The body of an arthropod is divided into a series of semi-repetitive segments. Each segment bears a pair of appendages such as antennae, legs, wings, or mouthparts. Segmentation enables the arthropod body to develop specializations in each region of the body for specific functions such as feeding, sensory perception, locomotion, and visceral functions. The specialization of the various segments is known as tagmatization and each area of speciality is called a tagmata.
FACT: Arthropods have an exoskeleton.
The arthropod body is encased in a hard structure called an exoskeleton. The exoskeleton acts as an external skeleton and provides the animal with structural support and protection. The exoskeleton consists of cuticle, a multi-layered substance secreted by the epidermis. Cuticle consists of chitin, proteins and lipids. In many aquatic crustaceans, the exoskeleton is mineralized with calcium carbonate that is acquired from the surrounding water.
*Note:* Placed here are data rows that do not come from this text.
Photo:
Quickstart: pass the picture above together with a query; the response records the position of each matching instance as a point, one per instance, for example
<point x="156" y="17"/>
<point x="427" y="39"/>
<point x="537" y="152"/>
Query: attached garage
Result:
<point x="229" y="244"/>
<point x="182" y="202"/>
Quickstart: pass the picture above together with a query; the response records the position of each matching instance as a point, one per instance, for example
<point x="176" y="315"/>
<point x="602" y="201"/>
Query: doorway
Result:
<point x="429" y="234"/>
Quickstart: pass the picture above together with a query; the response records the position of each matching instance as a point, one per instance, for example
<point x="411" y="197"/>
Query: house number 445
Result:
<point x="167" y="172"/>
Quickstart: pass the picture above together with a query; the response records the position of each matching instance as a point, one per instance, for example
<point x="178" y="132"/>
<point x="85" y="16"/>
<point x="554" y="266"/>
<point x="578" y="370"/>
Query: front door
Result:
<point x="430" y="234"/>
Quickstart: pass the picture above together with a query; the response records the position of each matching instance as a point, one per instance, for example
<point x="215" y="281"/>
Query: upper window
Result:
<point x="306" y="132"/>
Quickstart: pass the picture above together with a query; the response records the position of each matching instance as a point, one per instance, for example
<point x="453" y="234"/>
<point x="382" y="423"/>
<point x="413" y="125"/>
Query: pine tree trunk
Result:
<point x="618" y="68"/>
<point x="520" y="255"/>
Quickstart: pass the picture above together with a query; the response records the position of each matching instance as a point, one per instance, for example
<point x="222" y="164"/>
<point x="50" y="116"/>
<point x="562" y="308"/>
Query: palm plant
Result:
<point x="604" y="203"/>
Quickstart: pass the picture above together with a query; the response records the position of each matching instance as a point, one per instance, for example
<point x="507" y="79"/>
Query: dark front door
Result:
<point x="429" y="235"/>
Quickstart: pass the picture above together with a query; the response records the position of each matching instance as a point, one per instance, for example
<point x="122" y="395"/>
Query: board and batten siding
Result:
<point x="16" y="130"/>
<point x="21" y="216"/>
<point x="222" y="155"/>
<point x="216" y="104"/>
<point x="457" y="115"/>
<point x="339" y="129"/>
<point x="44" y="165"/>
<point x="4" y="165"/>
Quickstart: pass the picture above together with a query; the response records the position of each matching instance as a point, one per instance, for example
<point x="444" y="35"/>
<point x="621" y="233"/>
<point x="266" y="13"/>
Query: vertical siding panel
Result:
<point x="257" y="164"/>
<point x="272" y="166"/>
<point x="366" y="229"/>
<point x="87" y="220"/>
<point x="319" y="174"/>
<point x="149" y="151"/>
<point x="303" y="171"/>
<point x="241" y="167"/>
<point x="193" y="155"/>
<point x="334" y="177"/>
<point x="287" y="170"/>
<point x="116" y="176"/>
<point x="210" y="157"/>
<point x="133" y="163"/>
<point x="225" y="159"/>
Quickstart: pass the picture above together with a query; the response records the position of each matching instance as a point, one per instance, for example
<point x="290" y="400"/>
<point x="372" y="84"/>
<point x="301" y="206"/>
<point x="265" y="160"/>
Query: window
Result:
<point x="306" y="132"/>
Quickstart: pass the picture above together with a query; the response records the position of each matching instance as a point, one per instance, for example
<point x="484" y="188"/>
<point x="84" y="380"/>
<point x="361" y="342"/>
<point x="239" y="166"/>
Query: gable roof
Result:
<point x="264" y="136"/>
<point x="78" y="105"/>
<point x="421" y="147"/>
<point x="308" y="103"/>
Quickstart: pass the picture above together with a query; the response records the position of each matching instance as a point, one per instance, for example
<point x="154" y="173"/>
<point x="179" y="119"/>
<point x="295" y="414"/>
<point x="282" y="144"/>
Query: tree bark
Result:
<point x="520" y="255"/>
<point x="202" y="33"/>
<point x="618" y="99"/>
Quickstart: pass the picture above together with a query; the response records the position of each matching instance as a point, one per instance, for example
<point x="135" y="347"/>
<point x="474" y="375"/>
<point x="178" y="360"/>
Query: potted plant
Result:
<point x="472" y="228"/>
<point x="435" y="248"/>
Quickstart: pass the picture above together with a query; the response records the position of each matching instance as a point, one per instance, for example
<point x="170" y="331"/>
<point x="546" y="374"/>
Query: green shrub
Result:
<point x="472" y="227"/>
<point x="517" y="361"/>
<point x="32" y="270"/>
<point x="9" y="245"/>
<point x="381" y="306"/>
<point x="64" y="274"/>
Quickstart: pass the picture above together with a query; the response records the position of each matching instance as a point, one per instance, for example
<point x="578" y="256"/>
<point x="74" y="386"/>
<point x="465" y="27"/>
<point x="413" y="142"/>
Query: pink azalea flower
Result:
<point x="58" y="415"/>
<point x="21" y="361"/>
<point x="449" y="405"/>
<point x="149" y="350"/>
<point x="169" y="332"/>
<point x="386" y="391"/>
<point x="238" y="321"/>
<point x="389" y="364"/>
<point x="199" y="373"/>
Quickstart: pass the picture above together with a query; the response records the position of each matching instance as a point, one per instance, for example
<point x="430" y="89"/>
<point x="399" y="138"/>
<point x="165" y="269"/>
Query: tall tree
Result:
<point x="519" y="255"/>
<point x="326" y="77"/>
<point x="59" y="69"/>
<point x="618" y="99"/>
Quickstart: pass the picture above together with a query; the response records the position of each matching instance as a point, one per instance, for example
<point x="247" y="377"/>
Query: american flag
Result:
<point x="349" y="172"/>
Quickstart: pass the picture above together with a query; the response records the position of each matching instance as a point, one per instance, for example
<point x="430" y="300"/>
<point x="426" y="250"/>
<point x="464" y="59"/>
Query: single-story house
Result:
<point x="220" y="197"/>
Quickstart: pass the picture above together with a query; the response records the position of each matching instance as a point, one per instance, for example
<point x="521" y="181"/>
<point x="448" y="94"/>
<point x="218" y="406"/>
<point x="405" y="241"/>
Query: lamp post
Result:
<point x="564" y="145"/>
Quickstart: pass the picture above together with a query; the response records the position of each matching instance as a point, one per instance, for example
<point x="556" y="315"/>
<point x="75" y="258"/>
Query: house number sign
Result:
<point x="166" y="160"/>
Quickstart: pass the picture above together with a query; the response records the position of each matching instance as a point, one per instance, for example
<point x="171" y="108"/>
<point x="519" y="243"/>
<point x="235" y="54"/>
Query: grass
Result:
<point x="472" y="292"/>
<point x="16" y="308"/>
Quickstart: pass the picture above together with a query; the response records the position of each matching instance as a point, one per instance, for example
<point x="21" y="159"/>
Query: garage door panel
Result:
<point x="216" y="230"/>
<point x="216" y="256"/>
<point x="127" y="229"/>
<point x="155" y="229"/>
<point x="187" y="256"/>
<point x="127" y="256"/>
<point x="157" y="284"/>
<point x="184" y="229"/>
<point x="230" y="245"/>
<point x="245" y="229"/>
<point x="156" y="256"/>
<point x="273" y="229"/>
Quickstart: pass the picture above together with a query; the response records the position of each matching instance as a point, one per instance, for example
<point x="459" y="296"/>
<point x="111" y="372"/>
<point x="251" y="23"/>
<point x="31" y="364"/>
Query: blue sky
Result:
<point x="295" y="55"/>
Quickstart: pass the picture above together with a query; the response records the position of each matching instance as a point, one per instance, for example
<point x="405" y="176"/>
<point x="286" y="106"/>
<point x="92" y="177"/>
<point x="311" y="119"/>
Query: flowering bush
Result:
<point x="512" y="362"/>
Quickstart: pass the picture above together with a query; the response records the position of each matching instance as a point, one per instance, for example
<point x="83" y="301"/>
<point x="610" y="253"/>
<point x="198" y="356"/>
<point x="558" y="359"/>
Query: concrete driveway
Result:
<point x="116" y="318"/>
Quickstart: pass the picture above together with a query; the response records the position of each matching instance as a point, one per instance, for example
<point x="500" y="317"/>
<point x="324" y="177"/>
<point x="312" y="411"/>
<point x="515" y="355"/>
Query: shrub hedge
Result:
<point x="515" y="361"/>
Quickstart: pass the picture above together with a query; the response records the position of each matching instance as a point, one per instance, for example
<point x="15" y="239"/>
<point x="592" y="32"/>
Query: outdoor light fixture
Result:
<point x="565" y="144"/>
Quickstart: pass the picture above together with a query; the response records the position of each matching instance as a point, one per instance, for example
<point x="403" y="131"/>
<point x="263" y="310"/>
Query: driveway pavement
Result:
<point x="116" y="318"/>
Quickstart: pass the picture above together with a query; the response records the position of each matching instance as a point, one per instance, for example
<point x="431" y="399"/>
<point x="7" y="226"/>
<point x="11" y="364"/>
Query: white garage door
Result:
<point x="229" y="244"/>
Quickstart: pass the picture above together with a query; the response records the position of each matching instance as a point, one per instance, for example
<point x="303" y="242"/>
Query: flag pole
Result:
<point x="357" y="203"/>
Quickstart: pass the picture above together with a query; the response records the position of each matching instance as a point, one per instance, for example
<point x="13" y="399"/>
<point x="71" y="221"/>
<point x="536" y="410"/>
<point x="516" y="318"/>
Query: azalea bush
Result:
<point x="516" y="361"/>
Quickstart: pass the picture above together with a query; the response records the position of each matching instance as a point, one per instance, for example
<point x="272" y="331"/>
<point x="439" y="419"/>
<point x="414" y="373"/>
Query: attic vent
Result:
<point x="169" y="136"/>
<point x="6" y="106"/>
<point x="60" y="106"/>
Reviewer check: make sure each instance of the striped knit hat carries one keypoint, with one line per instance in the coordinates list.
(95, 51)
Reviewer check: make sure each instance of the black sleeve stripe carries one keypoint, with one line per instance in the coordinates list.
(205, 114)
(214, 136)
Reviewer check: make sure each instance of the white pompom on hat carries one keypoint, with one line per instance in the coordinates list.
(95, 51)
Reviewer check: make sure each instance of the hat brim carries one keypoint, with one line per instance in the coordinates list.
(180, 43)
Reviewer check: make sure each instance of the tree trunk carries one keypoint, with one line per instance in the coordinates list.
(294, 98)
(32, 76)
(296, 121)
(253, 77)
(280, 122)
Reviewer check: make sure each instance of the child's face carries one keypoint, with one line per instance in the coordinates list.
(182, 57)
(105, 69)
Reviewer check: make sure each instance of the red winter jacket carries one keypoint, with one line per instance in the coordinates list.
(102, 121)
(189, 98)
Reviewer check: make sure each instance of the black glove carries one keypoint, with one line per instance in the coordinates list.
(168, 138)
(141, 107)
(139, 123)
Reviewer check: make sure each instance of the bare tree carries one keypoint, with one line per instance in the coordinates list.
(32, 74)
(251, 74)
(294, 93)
This produces a tougher, more rigid structure. Since the exoskeleton is rigid, it must be jointed to allow the arthropod to move and acts as a framework to which the animal's muscles are attached.
FACT: Arthropods are a highly successful group of animals—they account for over three quarters of all currently known living and fossil organisms.
Of all animal groups, arthropods are the most diverse and their diversity is due in no small part to the diversity of one subgroup, the insects. Scientists approximate that there may be as many as 30 million species of insects alive today. To date, over one million have been identified. The success of arthropods has been attributed to their versatile exoskeleton, the process of metamorphosis, and their metameric body structure.
FACT: During their life cycle, arthropods undergo a transformation called metamorphosis.
Metamorphosis is a biological process that involves a radical transformation of body form and physiology. The immature form of an organism, called a larva, undergoes metamorphosis to become an adult. Since the larva and adult forms differ greatly in the way they live and what they eat, metamorphosis enables organisms to reduce competition for resources that otherwise would occur between the immature and adult forms.
FACT: Arthropods employ a variety of reproductive methods.
All terrestrial arthropods undergo internal fertilization and sperm is usually transferred to the female indirectly. Aquatic arthropods vary in their reproductive methods, with some species using internal fertilization and others external fertilization. Most arthropods lay eggs. Scorpions are the exception to this rule, they incubate their eggs internally and give birth to live young.
FACT: Arthropods have an open circulatory system.
Arthropods have an internal cavity called a hemocoel. The hemocoel provides a cavity in which the animal's internal organs are bathed in body fluids. This bathing enables the exchange of nutrients, waste material, and gases.
FACT: When arthropods grow, they must molt their exoskeleton.
Since the exoskeleton of an arthropod is a rigid structure, it must be shed and replaced periodically to enable growth. This shedding process is known as molting or ecdysis and consists of a series of four stages. First, enzymes are secreted that loosen the old exoskeleton layers. Second, the new exoskeleton layers are secreted. Third, the old exoskeleton splits and falls off. Finally, the new exoskeleton hardens and sets.
FACT: The Subphylum Trilobitomorpha is an extinct subgroup of arthropods.
The Subphylum Trilobitomorpha is a group of arthropods that were a dominant marine animal between 345 and 600 million years ago. Trilobitomorphs had two furrows that ran the length of their body and divided it into three regions: a left lobe, an axial lobe, and a right lobe. The most familiar of the trilobitomorphs were the trilobites. Trilobites (Class Trilobita) had three body sections, a cephalon, thorax, and pygidium. Trilobites are present in the fossil record from the Early Cambrian through the Late Permian. The lifestyles of triolobites were varied. Some species lived on the sea floor and others swam in the water column.